In his letter to his fellow bishops, Smith pointed out that the church’s doctrine of marriage remained unchanged, and that no bishop of the church had “departed from the doctrine of our church.”

“Despite the forecasts, there has not been a flood of same-sex blessings following the Appellate Tribunal opinion. Not a flood, not a trickle. Not a drip,” he added.

“In other words, faithful, orthodox Anglicans can continue with confidence as members of the Anglican Church of Australia. To suggest or insinuate otherwise is not to speak the truth.”

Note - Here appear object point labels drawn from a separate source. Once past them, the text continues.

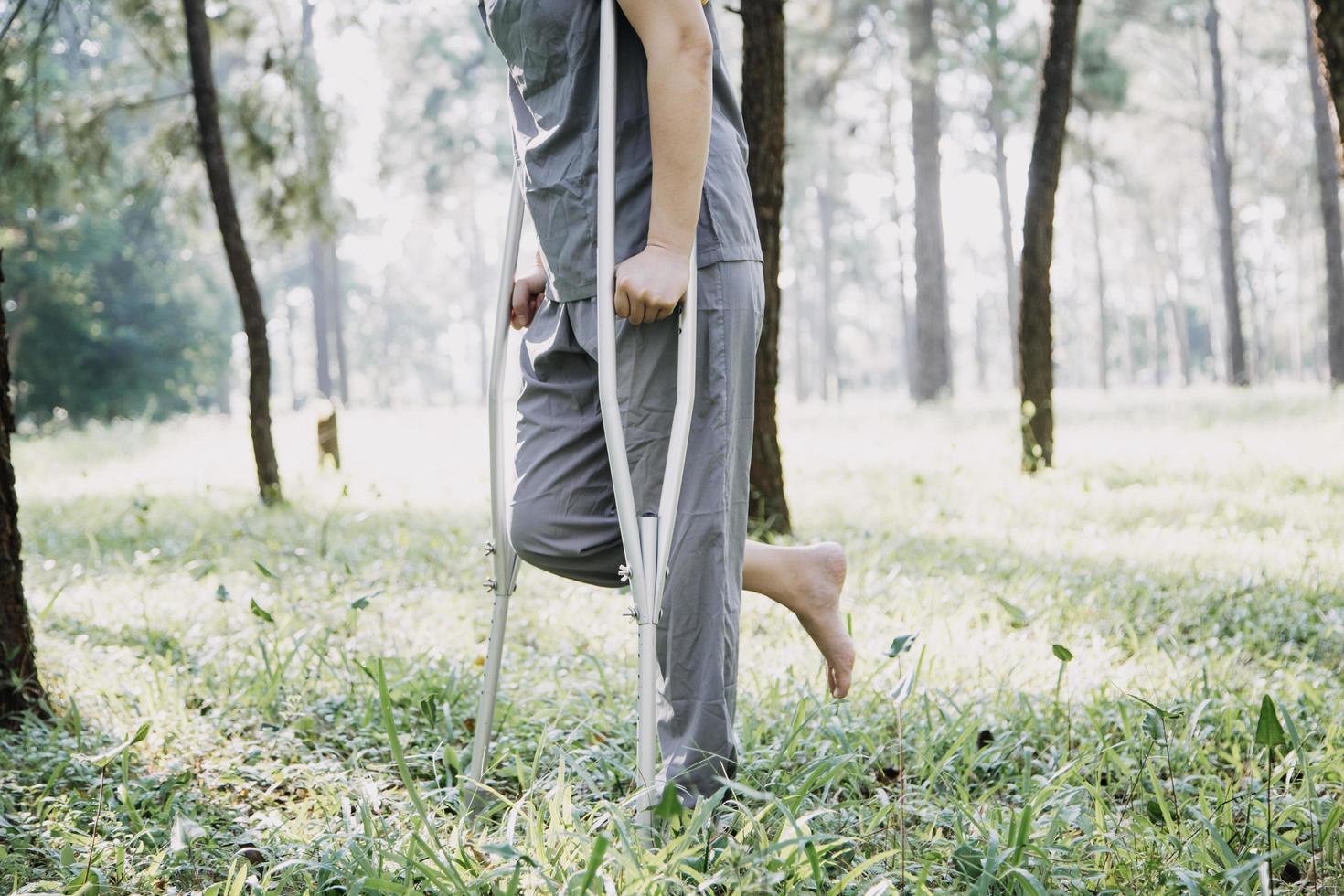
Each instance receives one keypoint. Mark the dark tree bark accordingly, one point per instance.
(1221, 172)
(1103, 324)
(20, 689)
(235, 249)
(998, 129)
(322, 251)
(763, 114)
(337, 320)
(907, 331)
(317, 285)
(826, 223)
(1328, 169)
(1047, 151)
(933, 328)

Conservatives in the Australian church, though, point out that the Diocese of Gippsland, at its June 2021 synod revised its version of “Faithfulness in Service,” the document that outlines standards for clergy conduct, to eliminate bars to ministry for clergy in sexual relationships outside marriage, a move similar to action taken by the Diocese of Newcastle in October 2019, which was also upheld by the Appellate Tribunal.

Closer to home, in October 2020, Smith refused to license the Rev. Sorel Coward, a transgender woman who is married to another woman, to officiate in his Diocese of Adelaide. Coincidentally, Archbishop Smith had preached at Coward’s ordination to the priesthood 25 years earlier when she was living as a man named Simon and married to the same wife.

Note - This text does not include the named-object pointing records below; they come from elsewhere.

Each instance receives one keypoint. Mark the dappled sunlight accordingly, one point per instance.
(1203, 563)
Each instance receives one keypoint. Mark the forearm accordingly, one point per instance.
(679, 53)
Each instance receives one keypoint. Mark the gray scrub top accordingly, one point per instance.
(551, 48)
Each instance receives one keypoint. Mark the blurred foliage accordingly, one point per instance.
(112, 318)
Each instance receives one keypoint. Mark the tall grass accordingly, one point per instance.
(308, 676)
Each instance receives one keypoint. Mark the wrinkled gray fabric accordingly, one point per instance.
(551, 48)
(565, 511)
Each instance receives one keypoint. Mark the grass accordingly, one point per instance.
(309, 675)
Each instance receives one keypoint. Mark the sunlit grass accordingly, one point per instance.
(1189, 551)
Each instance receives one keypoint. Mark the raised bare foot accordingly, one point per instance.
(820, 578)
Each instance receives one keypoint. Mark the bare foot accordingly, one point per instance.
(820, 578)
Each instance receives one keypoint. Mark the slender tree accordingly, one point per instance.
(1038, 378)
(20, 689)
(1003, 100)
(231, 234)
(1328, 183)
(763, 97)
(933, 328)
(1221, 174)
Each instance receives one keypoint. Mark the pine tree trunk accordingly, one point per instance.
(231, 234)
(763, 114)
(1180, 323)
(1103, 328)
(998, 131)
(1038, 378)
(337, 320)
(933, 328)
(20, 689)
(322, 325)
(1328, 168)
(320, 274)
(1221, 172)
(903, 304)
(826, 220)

Responding to Coward’s online criticism of his pastoral insensitivity, Smith sent her a letter, since released online. In it, he followed his own counsel of postponing judgment on the matter.

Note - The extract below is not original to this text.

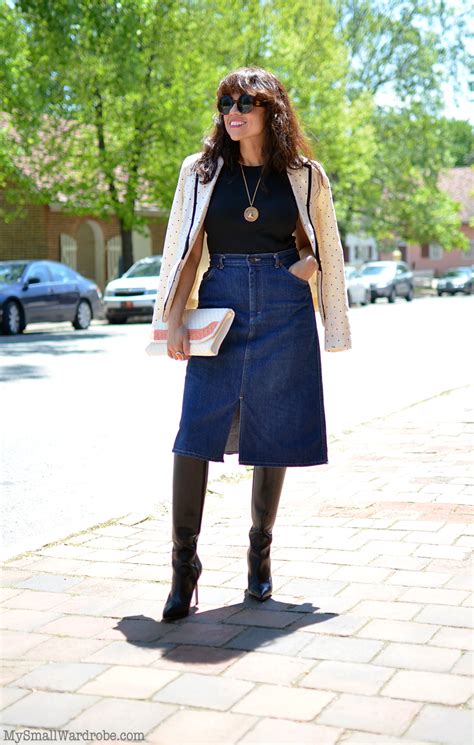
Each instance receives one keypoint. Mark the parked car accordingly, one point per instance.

“The General Synod is due to meet next year and is very likely to have before it motions concerning same-sex marriage generally including the licensing of clergy,” he wrote.

“I understand that it was not your intention to be in a same-sex marriage and that the situation has come about due to your transition. My understanding is that the Church is still in the process of decision making concerning same-sex marriage however that marriage situation has come about. In my view, granting you a [permission to officiate] at this time would be to get ahead of where the Church currently is on these matters, and for that reason would not be appropriate for me to do.

“If the Church’s position on same-sex marriage changes or is further clarified and it becomes appropriate for me to reconsider your request, I will certainly do that.”

In May, however, Coward was licensed by the Rt. Rev. John Stead of Willochra, in Smith’s own province, and is now serving as a parish priest in Gladstone. The archbishop has not commented publicly on the matter.

Condie outlined detailed plans for the GAFCON diocese in formation at the July 19 GAFCON Australia meeting, noting that it would be initially formed as a company led by a board of directors, and that former Anglican Church of Australia churches could join through an affiliation agreement. At a later point, the churches would become a diocese, and establish a synod to elect a bishop.

The diocese would then petition for recognition and endorsement by the GAFCON primates, the process used to form similar dioceses in the US, Canada, Brazil, and New Zealand.